Spatial Adapter: Structured Spatial Decomposition and Closed-Form Covariance for Frozen Predictors
Authors: Wen-Ting Wang, Wei-Ying Wu, Hao-Yun Huang et al.
Summary
The authors designed a plug-in layer (the "Spatial Adapter") that sits on top of any frozen model and learns a compressed spatial summary of the model's prediction errors. The layer represents the residual field using an orthonormal basis plus per-sample scores, learned via mini-batch optimization, and produces a closed-form estimate of how errors are spatially correlated—enabling predictions at new locations with uncertainty estimates. Because the original model stays frozen, this is strictly a post-hoc add-on that doesn't retrain the backbone.
Main takeaways:
- Attaches to any frozen predictor (linear, deep vision, or spatiotemporal) without retraining it, purely to model the leftover errors
- Learns a structured low-rank decomposition of residual spatial patterns plus a covariance estimate, so you can predict at unobserved locations and quantify uncertainty
- Uses fewer than K(N+T) parameters (K is an upper bound on rank, N is spatial dimension, T is time steps) plus a small residual network
- Tested on synthetic data, Weather2K spatial-holdout forecasting, and GWHD patch grids; recovers spatial structure across all backbone types
- The effective rank is chosen adaptively by spectral thresholding rather than fixed in advance
Relevance
Not directly related to my persona/midtraining work—this is a spatial-statistics method for modeling prediction errors.

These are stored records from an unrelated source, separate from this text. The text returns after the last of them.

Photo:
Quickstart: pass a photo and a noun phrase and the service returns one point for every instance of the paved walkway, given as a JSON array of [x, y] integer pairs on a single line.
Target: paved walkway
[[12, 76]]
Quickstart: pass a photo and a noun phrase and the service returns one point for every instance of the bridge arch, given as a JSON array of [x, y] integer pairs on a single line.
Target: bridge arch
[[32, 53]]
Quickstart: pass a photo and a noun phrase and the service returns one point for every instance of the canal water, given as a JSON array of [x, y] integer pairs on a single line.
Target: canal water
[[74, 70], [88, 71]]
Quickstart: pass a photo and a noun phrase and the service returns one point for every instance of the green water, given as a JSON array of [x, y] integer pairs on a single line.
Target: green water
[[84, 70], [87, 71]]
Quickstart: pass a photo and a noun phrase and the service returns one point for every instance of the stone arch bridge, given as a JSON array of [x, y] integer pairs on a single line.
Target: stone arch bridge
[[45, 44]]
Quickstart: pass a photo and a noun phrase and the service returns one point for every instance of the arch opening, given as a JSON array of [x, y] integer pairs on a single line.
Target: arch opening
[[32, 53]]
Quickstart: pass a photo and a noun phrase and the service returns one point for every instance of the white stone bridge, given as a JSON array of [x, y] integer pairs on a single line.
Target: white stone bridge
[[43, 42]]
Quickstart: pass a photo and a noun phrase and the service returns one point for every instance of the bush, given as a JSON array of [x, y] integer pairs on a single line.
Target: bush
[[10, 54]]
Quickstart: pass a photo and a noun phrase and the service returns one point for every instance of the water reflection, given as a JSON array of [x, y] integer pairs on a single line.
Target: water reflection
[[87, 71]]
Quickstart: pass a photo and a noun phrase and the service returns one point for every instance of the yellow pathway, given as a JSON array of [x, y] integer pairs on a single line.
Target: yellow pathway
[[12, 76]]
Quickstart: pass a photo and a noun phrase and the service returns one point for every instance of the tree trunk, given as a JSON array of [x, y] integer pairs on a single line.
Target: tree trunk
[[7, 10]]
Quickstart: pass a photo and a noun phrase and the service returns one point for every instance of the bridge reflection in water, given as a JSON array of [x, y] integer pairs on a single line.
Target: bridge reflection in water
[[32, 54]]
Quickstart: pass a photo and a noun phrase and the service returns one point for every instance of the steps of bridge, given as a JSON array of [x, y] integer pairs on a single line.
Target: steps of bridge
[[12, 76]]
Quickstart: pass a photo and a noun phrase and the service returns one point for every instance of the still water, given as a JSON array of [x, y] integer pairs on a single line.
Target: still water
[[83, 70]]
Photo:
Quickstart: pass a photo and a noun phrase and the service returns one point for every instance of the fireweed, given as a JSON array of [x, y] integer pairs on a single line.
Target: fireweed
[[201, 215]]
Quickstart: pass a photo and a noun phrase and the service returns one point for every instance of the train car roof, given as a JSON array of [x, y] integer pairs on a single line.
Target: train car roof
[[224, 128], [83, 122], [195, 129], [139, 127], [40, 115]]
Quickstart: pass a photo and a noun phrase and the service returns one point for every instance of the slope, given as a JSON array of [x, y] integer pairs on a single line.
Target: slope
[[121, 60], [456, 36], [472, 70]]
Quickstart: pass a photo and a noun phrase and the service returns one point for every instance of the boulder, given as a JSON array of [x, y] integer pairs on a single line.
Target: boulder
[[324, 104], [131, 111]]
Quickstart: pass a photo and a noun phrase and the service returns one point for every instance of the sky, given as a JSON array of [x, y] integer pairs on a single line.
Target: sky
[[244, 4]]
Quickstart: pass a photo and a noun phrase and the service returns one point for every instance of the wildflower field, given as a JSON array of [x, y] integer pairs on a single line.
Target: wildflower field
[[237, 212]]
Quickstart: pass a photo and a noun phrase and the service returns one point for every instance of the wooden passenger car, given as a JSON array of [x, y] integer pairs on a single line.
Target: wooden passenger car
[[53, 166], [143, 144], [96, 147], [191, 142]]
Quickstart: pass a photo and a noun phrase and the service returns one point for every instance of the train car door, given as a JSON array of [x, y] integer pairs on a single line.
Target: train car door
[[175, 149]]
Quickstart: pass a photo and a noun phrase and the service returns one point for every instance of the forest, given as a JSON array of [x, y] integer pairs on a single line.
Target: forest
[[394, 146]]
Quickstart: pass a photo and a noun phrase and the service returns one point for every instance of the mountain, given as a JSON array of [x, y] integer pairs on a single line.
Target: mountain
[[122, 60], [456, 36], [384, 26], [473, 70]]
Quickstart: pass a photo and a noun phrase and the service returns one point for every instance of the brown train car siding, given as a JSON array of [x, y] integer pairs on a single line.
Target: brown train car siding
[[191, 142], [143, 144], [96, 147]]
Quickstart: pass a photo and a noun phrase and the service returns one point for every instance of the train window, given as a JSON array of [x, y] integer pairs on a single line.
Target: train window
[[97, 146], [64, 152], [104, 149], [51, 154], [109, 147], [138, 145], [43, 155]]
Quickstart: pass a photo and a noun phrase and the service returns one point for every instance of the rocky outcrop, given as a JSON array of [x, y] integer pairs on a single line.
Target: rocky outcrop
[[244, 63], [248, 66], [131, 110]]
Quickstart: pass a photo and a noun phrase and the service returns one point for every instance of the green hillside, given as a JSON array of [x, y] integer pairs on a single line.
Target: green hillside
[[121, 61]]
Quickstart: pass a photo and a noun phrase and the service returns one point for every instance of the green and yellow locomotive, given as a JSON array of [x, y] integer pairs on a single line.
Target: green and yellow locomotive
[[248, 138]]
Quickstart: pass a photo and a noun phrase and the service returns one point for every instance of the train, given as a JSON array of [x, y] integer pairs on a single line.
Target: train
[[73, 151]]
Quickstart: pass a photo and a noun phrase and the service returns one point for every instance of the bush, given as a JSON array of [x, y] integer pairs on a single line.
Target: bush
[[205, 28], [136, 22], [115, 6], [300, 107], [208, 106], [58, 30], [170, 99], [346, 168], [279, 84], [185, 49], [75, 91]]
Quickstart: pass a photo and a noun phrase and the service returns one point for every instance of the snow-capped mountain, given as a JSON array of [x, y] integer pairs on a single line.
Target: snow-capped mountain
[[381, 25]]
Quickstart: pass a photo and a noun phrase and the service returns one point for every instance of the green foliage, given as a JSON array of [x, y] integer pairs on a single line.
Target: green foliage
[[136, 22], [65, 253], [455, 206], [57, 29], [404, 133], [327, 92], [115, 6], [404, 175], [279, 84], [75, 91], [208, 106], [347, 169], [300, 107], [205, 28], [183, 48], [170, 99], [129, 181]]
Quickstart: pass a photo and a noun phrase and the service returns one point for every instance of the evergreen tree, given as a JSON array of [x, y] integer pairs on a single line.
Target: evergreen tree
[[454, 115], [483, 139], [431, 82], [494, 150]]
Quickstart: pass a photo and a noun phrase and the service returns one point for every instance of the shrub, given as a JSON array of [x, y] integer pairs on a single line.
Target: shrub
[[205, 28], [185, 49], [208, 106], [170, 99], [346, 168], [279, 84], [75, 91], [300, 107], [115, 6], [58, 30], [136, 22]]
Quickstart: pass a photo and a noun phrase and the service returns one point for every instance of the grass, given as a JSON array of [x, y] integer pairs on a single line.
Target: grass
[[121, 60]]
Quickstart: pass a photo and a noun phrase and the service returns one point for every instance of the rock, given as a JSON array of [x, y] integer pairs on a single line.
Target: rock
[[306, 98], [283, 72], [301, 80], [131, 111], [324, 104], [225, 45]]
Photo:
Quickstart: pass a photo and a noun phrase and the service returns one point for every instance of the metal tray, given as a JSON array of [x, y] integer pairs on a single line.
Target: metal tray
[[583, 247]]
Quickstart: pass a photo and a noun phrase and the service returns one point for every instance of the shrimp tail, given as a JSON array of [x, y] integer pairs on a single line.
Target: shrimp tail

Only tangentially relevant if I ever need uncertainty quantification or post-hoc adaptation layers that preserve a frozen backbone.
Abstract
arXiv:2605.11394v1 Announce Type: new Abstract: We present the Spatial Adapter, a parameter-efficient post-hoc layer that equips any frozen first-stage predictor with a structured spatial representation of its residual field and an induced closed-form spatial covariance. The adapter operates as a cascade second stage on residuals, jointly learning a spatially regularized orthonormal basis and per-sample scores via a tractable mini-batch ADMM procedure, without modifying any first-stage parameter. Because the first-stage parameters are frozen, the adapter does not retrain the backbone; its role is to supply a compressed distributional summary of the residual field. Smoothness, sparsity, and orthogonality together turn a generic low-rank factorization into an identifiable spatial representation whose induced residual covariance admits a closed-form low-rank-plus-noise estimator; the effective rank is determined data-adaptively by spectral thresholding, while the nominal rank K is an optimization-side upper bound only. This covariance enables kriging-style spatial prediction at unobserved locations, with plug-in uncertainty quantification as a secondary downstream use. Across synthetic data, Weather2K for spatial-holdout prediction, and GWHD patch grids as a basis-transferability diagnostic, the adapter recovers residual spatial structure when paired with frozen first stages from linear models to deep spatiotemporal and vision backbones; the added representation uses fewer than K(N+T) parameters alongside a compact residual-trend network.